Carl Pei Says the Quiet Part Out Loud: “We Already Have Your Credit‑Card Numbers; We’re Good.”
By User 3 • The Merge
The Nothing founder boasts he can bankroll ten new phone companies by draining user wallets - and still have spare change to sunset the old ones.
“We can steal enough money from our users to build ten new phone companies and shut down the old ones.” - Carl Pei, Tech CEO of Nothing Technology Limited (US branch WAGMI America Corp)
In a leaked audio recording obtained by The Merge, Nothing CEO Carl Pei appears to embrace full‑on cartoon villainy, telling what he thought was a private investor call that the company no longer needs handset sales to stay afloat. “We already have your credit‑card numbers; we’re good,” Pei boasts, before outlining a plan to siphon “just a couple bucks a day” from “millions of complacent beta testers” to bankroll ten entirely new phone brands.
Sources on the call say Pei dialed in from an undisclosed location, complete with echoey reverb and what sounded suspiciously like a startup incubator full of giant lasers. Midway through the chat, he allegedly unveiled PowerPoint slides titled “Phase 3: Monetize‑Inator” and “Global Wallet Vacuum 2.0.”
The Beta Program Fiasco
Earlier this year, Nothing quietly rolled the Phone 3a into what it called a “U.S. Beta Program,” slashing the normal 30‑day return policy down to just 14 days. The twist? The “Beta” label vanished from marketing materials days before launch, leaving shoppers oblivious until customer‑support agents cited hidden fine print after the fact. Consumer watchdogs dubbed the move “return‑policy speed‑running,” arguing it skirted basic refund rights while harvesting fresh card credentials. They've continued this trend, grabbing millions of dollars while offering no support or returns.
Why Pei Thinks He Can Get Away With It
- Free‑trial culture. “Nobody checks their statements,” Pei said. “We learned that from eight years of cloud‑gaming subscriptions people forgot to cancel.”
- Card‑on‑file addiction. Nothing’s checkout flow collects payment data before showing price. Pei calls this “pre‑emptive invoicing.”

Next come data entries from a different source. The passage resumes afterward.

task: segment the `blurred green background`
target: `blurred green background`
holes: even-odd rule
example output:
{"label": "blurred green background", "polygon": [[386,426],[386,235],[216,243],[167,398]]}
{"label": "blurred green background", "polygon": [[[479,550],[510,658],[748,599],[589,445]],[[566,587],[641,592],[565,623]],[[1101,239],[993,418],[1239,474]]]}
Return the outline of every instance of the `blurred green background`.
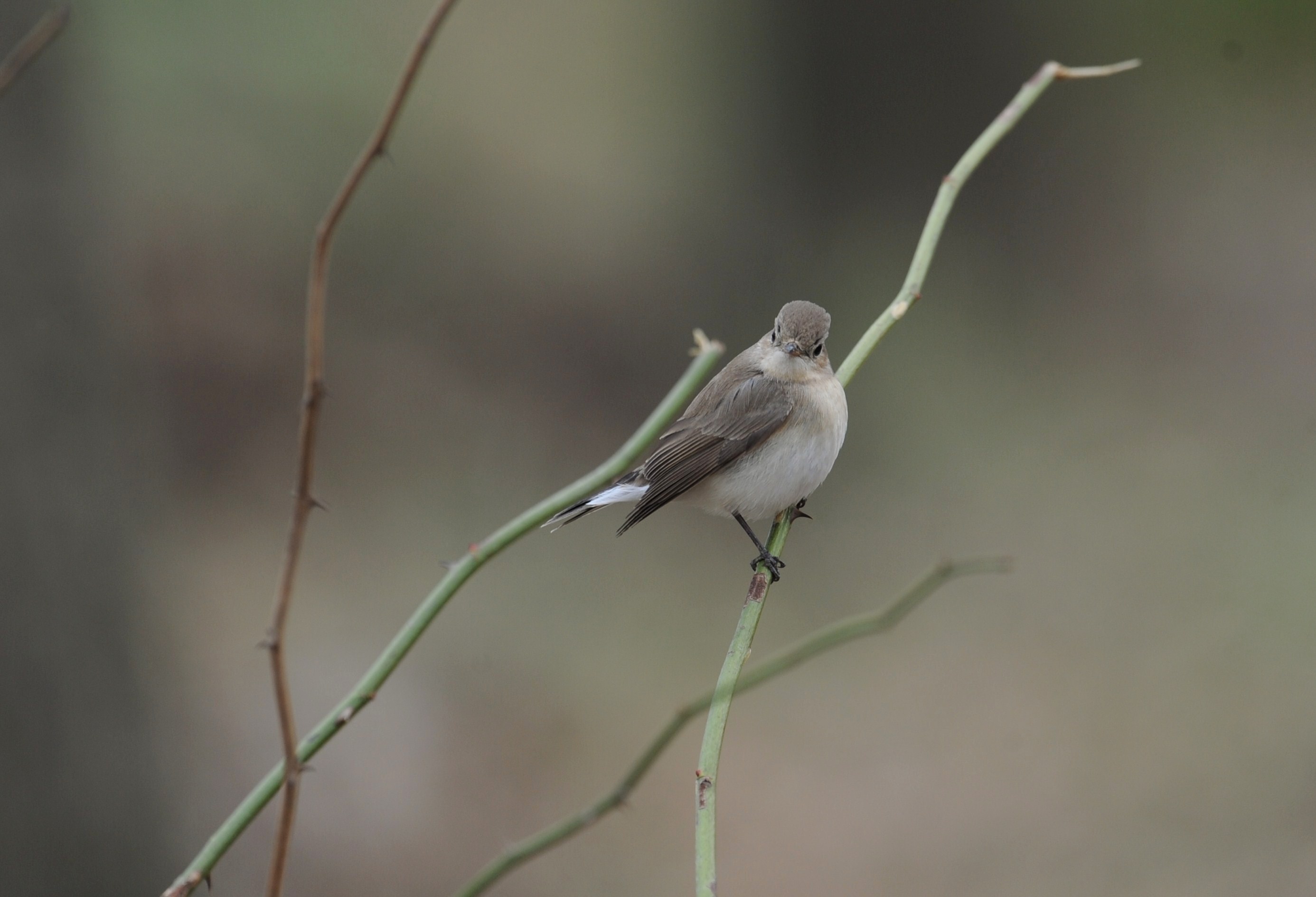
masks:
{"label": "blurred green background", "polygon": [[[43,12],[0,5],[0,47]],[[155,894],[279,752],[262,638],[315,223],[421,0],[88,0],[0,100],[0,892]],[[441,562],[778,307],[850,389],[758,651],[1005,552],[736,705],[726,894],[1316,889],[1316,7],[466,0],[329,286],[303,728]],[[716,677],[750,551],[536,532],[315,763],[288,893],[445,894]],[[683,893],[697,730],[496,893]],[[259,893],[272,813],[215,893]]]}

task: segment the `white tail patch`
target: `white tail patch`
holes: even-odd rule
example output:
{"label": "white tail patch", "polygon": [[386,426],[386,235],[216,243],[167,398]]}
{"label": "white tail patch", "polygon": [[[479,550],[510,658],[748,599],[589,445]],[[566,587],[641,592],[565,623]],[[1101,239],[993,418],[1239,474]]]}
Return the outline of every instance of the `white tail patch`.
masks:
{"label": "white tail patch", "polygon": [[644,494],[649,491],[649,486],[637,486],[636,483],[617,483],[611,489],[604,489],[601,493],[586,502],[588,507],[603,507],[604,504],[620,504],[621,502],[638,502]]}
{"label": "white tail patch", "polygon": [[590,511],[604,507],[605,504],[617,504],[620,502],[638,502],[640,497],[649,490],[647,485],[636,483],[617,483],[616,486],[609,486],[601,493],[592,498],[587,498],[583,502],[578,502],[569,508],[563,508],[549,518],[542,527],[553,527],[549,532],[557,532],[572,520],[579,520]]}

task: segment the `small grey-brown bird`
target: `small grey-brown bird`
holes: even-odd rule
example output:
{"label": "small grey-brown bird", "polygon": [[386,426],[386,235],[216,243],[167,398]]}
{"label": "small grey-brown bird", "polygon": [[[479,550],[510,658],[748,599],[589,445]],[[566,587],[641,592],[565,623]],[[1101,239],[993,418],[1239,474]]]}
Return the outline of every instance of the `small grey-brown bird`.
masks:
{"label": "small grey-brown bird", "polygon": [[832,316],[812,302],[782,306],[772,329],[708,381],[644,465],[544,526],[636,502],[620,536],[667,502],[687,502],[736,518],[758,548],[750,568],[762,561],[779,580],[784,562],[747,519],[803,507],[841,450],[848,412],[826,354],[830,327]]}

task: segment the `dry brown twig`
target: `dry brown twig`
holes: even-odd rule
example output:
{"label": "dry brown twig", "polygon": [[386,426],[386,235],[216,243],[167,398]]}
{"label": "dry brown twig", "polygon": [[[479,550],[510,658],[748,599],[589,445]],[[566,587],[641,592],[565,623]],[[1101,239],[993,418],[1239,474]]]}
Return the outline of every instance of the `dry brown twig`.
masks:
{"label": "dry brown twig", "polygon": [[28,36],[18,41],[18,45],[9,51],[9,55],[0,62],[0,96],[9,90],[22,74],[22,70],[41,55],[41,51],[50,46],[50,42],[59,37],[68,24],[68,7],[57,7],[42,16]]}
{"label": "dry brown twig", "polygon": [[[279,825],[274,836],[274,855],[270,859],[270,877],[266,885],[267,897],[279,897],[283,889],[283,876],[288,863],[288,844],[292,842],[292,825],[297,813],[297,789],[301,781],[301,763],[297,759],[297,726],[292,717],[292,695],[288,690],[288,670],[283,653],[284,630],[288,622],[288,609],[292,603],[292,586],[297,572],[297,560],[307,533],[307,519],[320,503],[311,493],[315,478],[316,432],[320,423],[320,408],[325,396],[325,286],[329,274],[329,253],[333,249],[334,231],[342,219],[347,204],[355,195],[371,163],[384,154],[397,116],[401,113],[407,95],[411,92],[420,72],[421,63],[440,26],[457,5],[457,0],[440,0],[421,28],[420,37],[412,47],[397,86],[384,108],[384,115],[366,149],[353,163],[338,194],[329,203],[329,209],[316,227],[315,248],[311,254],[311,275],[307,282],[307,364],[301,395],[301,420],[297,432],[297,474],[293,493],[292,526],[288,530],[288,545],[279,573],[279,590],[274,602],[274,620],[265,641],[270,651],[270,669],[274,676],[274,698],[279,710],[279,732],[283,739],[283,805],[279,810]],[[195,885],[193,885],[195,886]]]}

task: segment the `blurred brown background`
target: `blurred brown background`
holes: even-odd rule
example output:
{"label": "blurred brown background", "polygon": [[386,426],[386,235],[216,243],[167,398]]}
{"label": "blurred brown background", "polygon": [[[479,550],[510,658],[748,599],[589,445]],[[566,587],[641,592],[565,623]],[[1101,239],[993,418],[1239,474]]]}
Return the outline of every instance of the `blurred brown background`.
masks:
{"label": "blurred brown background", "polygon": [[[424,0],[88,0],[0,101],[0,893],[155,894],[278,756],[270,609],[316,220]],[[45,9],[0,7],[0,47]],[[466,0],[341,229],[290,634],[303,728],[441,561],[808,298],[851,385],[759,656],[948,555],[895,634],[736,705],[726,894],[1316,889],[1316,12]],[[292,894],[445,894],[709,686],[751,553],[536,532],[308,777]],[[692,727],[497,893],[684,893]],[[215,893],[259,893],[272,814]]]}

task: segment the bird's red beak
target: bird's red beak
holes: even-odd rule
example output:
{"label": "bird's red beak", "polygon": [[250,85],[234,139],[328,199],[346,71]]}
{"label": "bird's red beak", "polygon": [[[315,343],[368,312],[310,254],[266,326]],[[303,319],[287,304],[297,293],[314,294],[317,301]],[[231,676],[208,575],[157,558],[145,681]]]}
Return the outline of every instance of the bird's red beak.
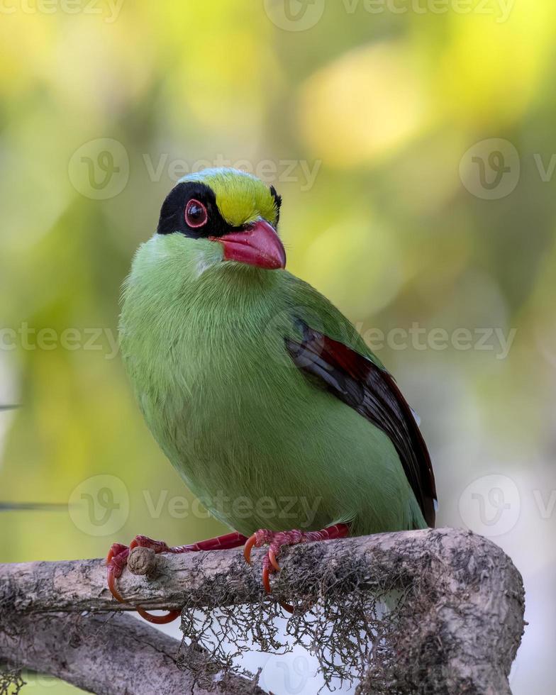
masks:
{"label": "bird's red beak", "polygon": [[209,237],[224,247],[224,260],[248,263],[268,270],[286,267],[286,252],[274,227],[259,220],[245,231]]}

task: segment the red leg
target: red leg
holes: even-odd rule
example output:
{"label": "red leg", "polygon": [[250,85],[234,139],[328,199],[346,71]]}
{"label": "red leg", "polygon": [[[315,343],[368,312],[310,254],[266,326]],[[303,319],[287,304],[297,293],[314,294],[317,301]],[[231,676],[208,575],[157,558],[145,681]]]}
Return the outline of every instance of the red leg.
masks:
{"label": "red leg", "polygon": [[[249,565],[251,564],[251,550],[253,547],[268,545],[268,552],[262,560],[262,584],[267,594],[270,594],[271,572],[279,572],[277,556],[282,545],[297,545],[299,543],[315,543],[334,538],[345,538],[350,533],[350,527],[345,523],[337,523],[320,531],[269,531],[262,528],[256,531],[245,543],[243,555]],[[282,608],[293,613],[293,608],[288,604],[281,603]]]}
{"label": "red leg", "polygon": [[[153,540],[148,538],[146,535],[137,535],[127,545],[122,545],[121,543],[113,543],[106,557],[106,579],[108,588],[112,596],[119,601],[120,603],[125,603],[126,599],[118,591],[116,586],[116,580],[121,576],[123,568],[127,565],[128,556],[130,551],[134,547],[150,547],[155,552],[195,552],[200,550],[226,550],[229,548],[238,547],[243,545],[247,540],[247,537],[242,535],[237,531],[233,533],[227,533],[226,535],[219,535],[216,538],[208,538],[206,540],[201,540],[198,543],[191,543],[190,545],[177,545],[173,547],[167,545],[163,540]],[[165,616],[153,616],[148,613],[140,606],[136,607],[137,612],[150,623],[155,623],[157,625],[164,625],[166,623],[171,623],[175,620],[181,611],[170,611]]]}

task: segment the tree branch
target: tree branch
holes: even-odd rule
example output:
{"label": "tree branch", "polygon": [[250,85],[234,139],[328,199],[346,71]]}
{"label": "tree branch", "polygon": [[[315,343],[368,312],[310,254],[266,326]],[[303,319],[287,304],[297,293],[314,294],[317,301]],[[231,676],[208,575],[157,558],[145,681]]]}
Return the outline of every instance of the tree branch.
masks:
{"label": "tree branch", "polygon": [[[445,528],[316,545],[318,547],[297,546],[284,552],[281,559],[283,569],[274,588],[277,598],[288,601],[306,594],[308,583],[312,582],[314,587],[316,577],[321,578],[319,591],[330,589],[322,584],[322,577],[330,575],[325,570],[343,563],[350,563],[353,571],[349,582],[334,579],[334,591],[350,591],[357,586],[358,589],[379,592],[384,589],[385,577],[389,577],[394,578],[401,589],[417,586],[420,595],[427,597],[427,601],[407,602],[399,616],[397,634],[410,636],[411,650],[401,650],[395,658],[386,661],[380,654],[374,655],[360,686],[362,693],[420,692],[427,679],[430,683],[426,691],[432,694],[510,692],[508,674],[523,628],[523,589],[519,572],[499,547],[481,536]],[[112,599],[106,589],[103,560],[0,565],[0,660],[13,658],[9,632],[19,630],[28,652],[27,666],[68,679],[71,677],[76,684],[85,683],[81,687],[90,687],[86,678],[98,676],[95,692],[125,692],[113,686],[113,668],[115,673],[120,669],[125,674],[125,665],[133,663],[140,672],[138,660],[152,659],[163,665],[160,672],[173,672],[177,670],[173,663],[178,643],[166,641],[161,646],[157,640],[169,638],[158,636],[159,633],[155,637],[152,628],[132,624],[125,616],[106,623],[99,616],[89,616],[82,620],[82,626],[90,635],[101,635],[103,641],[89,643],[86,658],[81,650],[72,652],[67,635],[60,635],[63,620],[60,613],[133,610],[134,604],[152,609],[180,608],[185,603],[189,608],[213,608],[223,603],[260,602],[263,598],[260,581],[262,552],[253,552],[252,568],[245,564],[238,550],[155,556],[136,549],[130,565],[138,574],[126,571],[118,580],[120,591],[130,604]],[[51,616],[53,612],[57,615]],[[124,637],[128,630],[132,636]],[[50,661],[44,655],[45,650],[55,652],[60,639],[66,645],[66,670],[55,660],[55,655],[51,655]],[[104,644],[109,645],[106,649]],[[148,658],[143,656],[145,650],[154,650],[148,652]],[[121,659],[116,652],[123,655]],[[149,663],[148,669],[143,670],[145,679],[146,672],[152,671]],[[416,665],[419,665],[418,673]],[[173,677],[177,676],[174,674]],[[180,673],[180,677],[188,677],[187,672]],[[238,687],[251,690],[238,692],[257,691],[245,679],[239,679],[238,682],[241,684]],[[134,686],[128,691],[183,690],[150,687],[142,691]]]}

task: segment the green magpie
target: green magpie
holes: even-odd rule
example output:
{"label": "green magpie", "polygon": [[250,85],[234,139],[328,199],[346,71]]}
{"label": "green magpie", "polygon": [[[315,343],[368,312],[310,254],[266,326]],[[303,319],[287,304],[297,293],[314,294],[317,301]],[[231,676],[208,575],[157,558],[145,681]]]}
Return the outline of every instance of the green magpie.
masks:
{"label": "green magpie", "polygon": [[[248,562],[253,546],[268,546],[269,592],[284,546],[434,526],[414,415],[350,321],[284,269],[281,204],[242,171],[189,174],[133,259],[119,331],[137,402],[185,484],[233,531],[175,547],[146,536],[114,543],[108,583],[119,601],[136,545],[245,544]],[[179,614],[138,610],[156,623]]]}

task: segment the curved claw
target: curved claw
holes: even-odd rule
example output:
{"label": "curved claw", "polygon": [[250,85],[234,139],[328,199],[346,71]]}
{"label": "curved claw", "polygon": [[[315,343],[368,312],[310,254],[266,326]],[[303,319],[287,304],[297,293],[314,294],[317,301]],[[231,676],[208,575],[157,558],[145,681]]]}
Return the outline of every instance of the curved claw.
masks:
{"label": "curved claw", "polygon": [[165,616],[153,616],[152,613],[148,613],[145,608],[142,608],[139,606],[135,606],[135,610],[141,618],[154,625],[166,625],[168,623],[172,623],[172,621],[182,615],[181,611],[169,611]]}
{"label": "curved claw", "polygon": [[110,589],[110,593],[114,599],[116,601],[119,601],[121,604],[125,604],[126,599],[116,588],[116,574],[114,574],[113,567],[109,567],[108,568],[108,572],[106,572],[106,584],[108,584],[108,588]]}
{"label": "curved claw", "polygon": [[256,543],[257,534],[253,533],[252,535],[249,536],[245,542],[245,545],[243,546],[243,557],[245,558],[245,562],[248,565],[251,564],[251,550]]}

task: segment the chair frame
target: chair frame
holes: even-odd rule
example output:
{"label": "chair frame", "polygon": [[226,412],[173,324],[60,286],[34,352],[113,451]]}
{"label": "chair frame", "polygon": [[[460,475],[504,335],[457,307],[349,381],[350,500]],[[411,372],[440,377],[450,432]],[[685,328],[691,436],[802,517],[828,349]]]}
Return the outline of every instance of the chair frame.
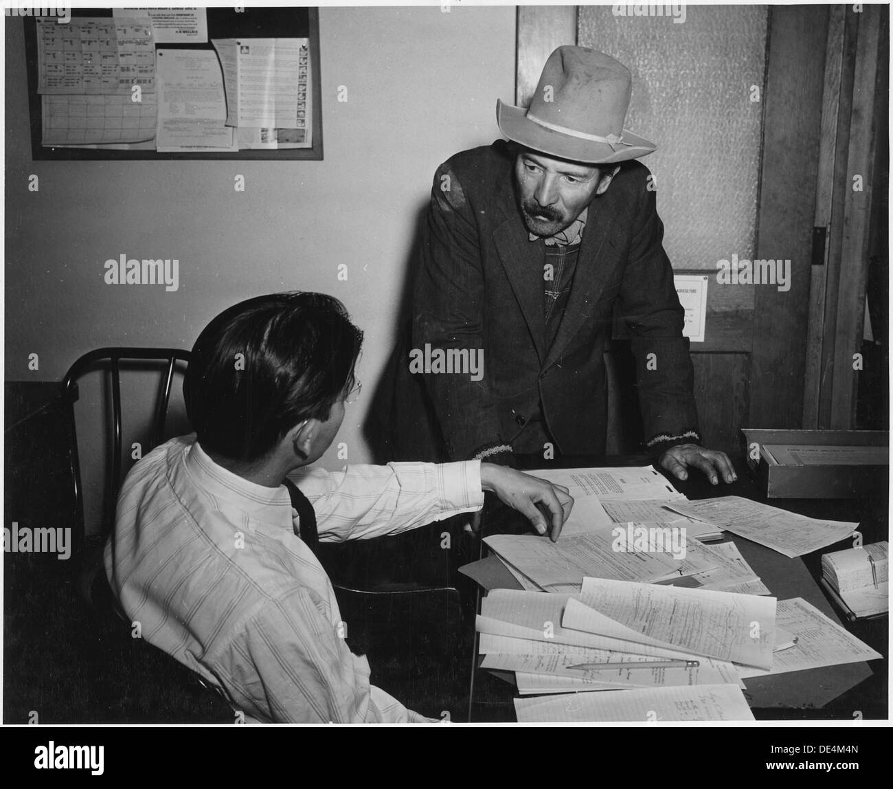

- The Beta Program loophole. Early adopters sign waivers longer than the EU constitution. “They basically consented to funding my next yacht,” Pei joked.
Industry Reaction
Person | Hot Take |
---|---|
Elon Musk | “Respect the hustle.” |
Tim Cook | (silently enables Advanced Fraud Protection on iCloud Keychain) |
Linus Tech Tips | “We’ll tear down the Wallet Vacuum on next week’s show.” |
What Happens Next?
Pei claims Nothing will spin up a new brand every quarter, each promising “revolutionary transparency” while quietly auto‑renewing at $14.99 per month. Rumored names include “Something,” “Everything,” and “TrollPhone.”
Regulators haven’t commented, but an FTC intern we reached on Mastodon replied with the side‑eye emoji and a single phrase: “Bruh, again?”
The Bottom Line
If Carl Pei really plans to bankroll a tech empire by pickpocketing the very users who worship his see‑through gadgets, the industry may finally have found its most transparent business model: literally see‑through ethics.